`vignettes/articles/analysis-of-grades.Rmd`

`analysis-of-grades.Rmd`

Learning analytics practitioners are frequently tasked with analyzing and generating insights from students’ grades. In this article we will explore some techniques using as our source data available through the moodleR package.

The grades available on the Moodle instance are conveniently accessible through the `mdl_grades()`

function once the library is loaded.

We will be using dplyr verbs and plotting functionality from ggplot2 so we can go ahead and load these libraries as well.

Now get a reference to the grades table

`my_grades <- mdl_grades()`

And take a preliminary look:

```
summary(my_grades)
#> ----------
#> # of Grades: 1.4M
#> Missing: 945.2K
#> Courses: 2.8K
#> Users: 22.9K
#> Normalized Grades:
#> Median: 0.967
#> Mean: 0.859
#> SD: 0.336
```

As pointed out by several learning analytics researchers, e.g. me, grades often have distributions that are not normal. There are some theoretical reasons for this, the most important two of which are that a) it has a lower and an upper bound and b) it is not a continuous variable.

MoodleR comes with a generic plot function for Moodle grades which produces a histogram of normalized grades. The grades are normalized by dividing the `rawgrade`

by `rawgrademax`

in the grades table. This mostly produces a number between 0 and 1 which is conveniently interpretable as a percentage.

```
my_grades %>%
plot
```

In some cases, however, grades are created that are outside of these logical bounds. There may be different reasons for this and consequently different ways of dealing with this sort of anomaly; the easiest of which is, of course, to do as the plot function does: remove the offending observations.

Before proceeding with further exploration let’s apply the same normalization and filters as does the generic plot function.

```
my_grades <- my_grades %>%
mutate(normalized_grade = rawgrade/rawgrademax) %>%
filter(
!is.na(normalized_grade),
normalized_grade >=0,
normalized_grade <=1
)
```

Now we can create a density plot.

```
my_grades %>%
ggplot(aes(normalized_grade)) +
geom_density(color="red", fill="red", alpha=.4)
```

As we could already see from the histogram the distribution is heavily skewed toward the top, presumably because a lot of grades items have a 100% success rate.

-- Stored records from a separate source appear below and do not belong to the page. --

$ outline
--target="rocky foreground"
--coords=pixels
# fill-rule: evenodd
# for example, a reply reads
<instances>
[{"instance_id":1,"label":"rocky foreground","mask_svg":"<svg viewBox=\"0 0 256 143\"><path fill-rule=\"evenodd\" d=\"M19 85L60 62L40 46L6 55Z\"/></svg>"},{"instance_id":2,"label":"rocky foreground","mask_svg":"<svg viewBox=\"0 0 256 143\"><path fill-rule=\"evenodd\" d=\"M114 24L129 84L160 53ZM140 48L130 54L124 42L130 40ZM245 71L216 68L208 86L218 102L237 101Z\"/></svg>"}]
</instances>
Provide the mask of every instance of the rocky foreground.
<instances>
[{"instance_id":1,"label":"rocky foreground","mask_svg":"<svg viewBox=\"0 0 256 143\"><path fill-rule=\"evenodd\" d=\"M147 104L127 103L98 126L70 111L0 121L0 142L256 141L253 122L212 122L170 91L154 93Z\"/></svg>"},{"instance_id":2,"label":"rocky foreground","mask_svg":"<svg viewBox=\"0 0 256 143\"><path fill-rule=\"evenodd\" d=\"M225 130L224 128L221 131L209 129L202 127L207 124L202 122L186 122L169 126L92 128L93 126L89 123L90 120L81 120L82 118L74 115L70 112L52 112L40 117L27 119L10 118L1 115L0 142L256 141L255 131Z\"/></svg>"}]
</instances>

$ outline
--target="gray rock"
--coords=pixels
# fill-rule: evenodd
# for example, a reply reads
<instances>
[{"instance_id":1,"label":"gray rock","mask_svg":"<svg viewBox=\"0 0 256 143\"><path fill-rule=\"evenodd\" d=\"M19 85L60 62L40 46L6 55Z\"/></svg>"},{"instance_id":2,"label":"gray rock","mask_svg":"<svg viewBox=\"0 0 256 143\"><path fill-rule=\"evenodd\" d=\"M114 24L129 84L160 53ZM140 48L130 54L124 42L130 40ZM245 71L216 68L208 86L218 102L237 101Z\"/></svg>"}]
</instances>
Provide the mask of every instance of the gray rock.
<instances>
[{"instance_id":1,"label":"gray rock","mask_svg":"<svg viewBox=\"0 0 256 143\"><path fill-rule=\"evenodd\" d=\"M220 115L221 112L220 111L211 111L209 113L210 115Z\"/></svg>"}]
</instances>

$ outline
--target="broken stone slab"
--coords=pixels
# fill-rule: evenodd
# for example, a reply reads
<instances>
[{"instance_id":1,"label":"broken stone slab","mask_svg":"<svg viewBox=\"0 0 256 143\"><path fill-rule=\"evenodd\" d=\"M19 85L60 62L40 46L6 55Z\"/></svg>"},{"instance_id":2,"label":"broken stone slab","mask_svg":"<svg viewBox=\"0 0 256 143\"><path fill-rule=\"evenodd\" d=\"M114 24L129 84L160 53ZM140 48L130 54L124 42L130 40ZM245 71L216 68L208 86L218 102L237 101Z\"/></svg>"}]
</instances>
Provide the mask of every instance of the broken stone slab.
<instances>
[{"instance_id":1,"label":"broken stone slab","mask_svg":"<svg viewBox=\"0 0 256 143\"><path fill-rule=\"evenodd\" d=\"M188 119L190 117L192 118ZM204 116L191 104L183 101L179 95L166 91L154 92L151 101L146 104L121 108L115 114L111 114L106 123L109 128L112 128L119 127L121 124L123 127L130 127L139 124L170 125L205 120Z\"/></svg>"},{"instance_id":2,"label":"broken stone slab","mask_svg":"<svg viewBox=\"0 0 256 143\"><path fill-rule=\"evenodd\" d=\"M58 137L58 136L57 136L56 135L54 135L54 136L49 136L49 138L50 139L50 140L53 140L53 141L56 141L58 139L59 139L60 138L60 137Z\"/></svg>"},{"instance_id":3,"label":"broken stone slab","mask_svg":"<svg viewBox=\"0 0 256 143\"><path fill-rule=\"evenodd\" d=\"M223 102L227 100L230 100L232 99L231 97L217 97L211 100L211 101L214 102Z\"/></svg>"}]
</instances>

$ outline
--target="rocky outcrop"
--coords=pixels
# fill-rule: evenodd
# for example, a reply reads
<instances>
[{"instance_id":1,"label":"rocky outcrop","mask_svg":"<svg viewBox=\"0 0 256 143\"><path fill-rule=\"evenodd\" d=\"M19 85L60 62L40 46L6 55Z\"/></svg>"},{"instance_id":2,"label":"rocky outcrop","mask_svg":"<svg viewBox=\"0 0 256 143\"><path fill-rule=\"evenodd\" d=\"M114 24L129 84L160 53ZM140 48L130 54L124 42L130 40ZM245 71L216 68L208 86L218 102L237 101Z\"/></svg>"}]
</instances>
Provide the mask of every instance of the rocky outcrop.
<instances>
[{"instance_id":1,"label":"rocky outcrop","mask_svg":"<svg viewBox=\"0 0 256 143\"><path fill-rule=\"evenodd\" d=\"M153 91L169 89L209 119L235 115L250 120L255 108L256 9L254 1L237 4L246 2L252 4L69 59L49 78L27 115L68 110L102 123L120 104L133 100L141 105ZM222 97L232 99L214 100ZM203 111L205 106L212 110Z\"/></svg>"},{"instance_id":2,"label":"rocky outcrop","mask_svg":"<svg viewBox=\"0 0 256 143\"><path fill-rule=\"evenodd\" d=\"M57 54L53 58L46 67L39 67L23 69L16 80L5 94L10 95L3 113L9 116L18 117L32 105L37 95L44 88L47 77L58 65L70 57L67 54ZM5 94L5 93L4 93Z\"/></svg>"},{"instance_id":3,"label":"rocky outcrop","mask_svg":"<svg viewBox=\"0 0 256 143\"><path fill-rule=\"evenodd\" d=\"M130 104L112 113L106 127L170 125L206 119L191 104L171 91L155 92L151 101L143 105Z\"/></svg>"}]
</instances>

We can use the `shapiro.test`

in R to formally test if we can assume the distribution of these data to be normal. This test has a limitation on \(N\leq5000\), so we will need to create a sample, since our dataset is considerably larger.

```
my_grades %>%
slice_sample(n=5000) %>%
pull(normalized_grade) %>%
shapiro.test()
#>
#> Shapiro-Wilk normality test
#>
#> data: .
#> W = 0.61284, p-value < 2.2e-16
```

The *Shapiro-Wilk* tests the null-hypothesis of a sample from a normal distribution. As we can easily see this hypothesis is rejected.

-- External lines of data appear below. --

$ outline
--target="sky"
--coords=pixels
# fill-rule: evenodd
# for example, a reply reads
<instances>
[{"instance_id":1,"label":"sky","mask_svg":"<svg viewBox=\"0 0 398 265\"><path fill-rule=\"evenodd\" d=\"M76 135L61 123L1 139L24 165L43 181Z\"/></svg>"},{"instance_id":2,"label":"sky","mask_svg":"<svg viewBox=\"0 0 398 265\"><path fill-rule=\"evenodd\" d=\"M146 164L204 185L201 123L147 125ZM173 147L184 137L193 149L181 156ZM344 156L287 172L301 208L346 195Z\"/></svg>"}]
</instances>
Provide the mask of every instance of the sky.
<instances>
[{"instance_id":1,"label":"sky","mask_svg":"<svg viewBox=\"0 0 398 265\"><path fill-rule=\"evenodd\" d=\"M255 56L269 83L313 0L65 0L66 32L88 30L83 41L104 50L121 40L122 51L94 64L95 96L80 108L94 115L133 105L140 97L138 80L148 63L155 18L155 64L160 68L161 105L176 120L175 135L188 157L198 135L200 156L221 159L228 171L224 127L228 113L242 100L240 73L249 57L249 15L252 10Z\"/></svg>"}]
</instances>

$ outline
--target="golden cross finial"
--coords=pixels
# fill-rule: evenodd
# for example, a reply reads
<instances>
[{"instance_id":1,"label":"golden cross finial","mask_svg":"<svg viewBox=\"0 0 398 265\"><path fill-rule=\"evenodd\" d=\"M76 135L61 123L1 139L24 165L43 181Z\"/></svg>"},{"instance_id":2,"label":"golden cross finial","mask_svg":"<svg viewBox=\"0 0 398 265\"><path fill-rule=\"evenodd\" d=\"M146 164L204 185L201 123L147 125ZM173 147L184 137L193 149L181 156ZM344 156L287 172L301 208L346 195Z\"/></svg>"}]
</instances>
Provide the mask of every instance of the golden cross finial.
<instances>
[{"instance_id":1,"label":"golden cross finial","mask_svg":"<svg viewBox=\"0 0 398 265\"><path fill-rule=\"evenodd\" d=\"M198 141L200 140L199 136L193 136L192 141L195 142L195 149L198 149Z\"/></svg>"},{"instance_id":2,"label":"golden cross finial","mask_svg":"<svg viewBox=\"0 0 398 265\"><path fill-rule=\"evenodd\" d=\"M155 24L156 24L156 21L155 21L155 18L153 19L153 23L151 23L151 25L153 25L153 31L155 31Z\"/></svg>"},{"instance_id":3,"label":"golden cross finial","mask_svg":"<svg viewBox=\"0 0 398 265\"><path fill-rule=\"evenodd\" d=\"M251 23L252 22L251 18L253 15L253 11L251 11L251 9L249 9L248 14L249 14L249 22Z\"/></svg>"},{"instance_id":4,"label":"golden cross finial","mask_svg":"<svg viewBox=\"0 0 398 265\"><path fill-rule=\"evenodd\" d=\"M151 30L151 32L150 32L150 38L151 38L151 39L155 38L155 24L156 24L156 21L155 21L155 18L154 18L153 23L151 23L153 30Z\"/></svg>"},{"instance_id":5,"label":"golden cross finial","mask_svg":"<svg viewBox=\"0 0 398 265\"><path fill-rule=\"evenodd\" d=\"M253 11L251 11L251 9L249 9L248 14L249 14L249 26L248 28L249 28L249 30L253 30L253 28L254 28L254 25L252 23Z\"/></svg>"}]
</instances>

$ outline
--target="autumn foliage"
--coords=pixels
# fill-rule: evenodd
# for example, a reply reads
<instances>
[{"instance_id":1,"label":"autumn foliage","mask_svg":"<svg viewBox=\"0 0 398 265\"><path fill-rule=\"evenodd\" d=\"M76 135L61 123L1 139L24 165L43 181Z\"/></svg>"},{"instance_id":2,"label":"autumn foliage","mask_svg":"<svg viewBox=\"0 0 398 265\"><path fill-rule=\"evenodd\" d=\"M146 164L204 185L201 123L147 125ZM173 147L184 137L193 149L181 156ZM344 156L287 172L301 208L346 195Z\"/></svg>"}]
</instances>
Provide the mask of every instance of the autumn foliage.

If we apply to use this technique for a set of specific courses that we are working on, this is easily done with a `dply::filter()`

```
# Get a random sample of courseids
my_sample_ids <-
my_grades %>%
select(courseid) %>%
collect() %>%
filter(!duplicated(courseid)) %>%
slice_sample(n=10) %>%
pull(courseid)
my_grades %>%
filter(courseid %in% my_sample_ids) %>%
slice_sample(n=5000) %>%
pull(normalized_grade) %>%
shapiro.test()
#>
#> Shapiro-Wilk normality test
#>
#> data: .
#> W = 0.65656, p-value < 2.2e-16
```

We see essentially the same results.

The non-normal distribution of grades, which is both a theoretical phenomenon and which we have just empirically proved, implies that we will likely be unsuccessful if we endeavor to model these data using parametric methods, such as vanilla linear regression. Luckily there are many non-parametric alternatives that will likely serve us well, such as ordinal and logistic regression.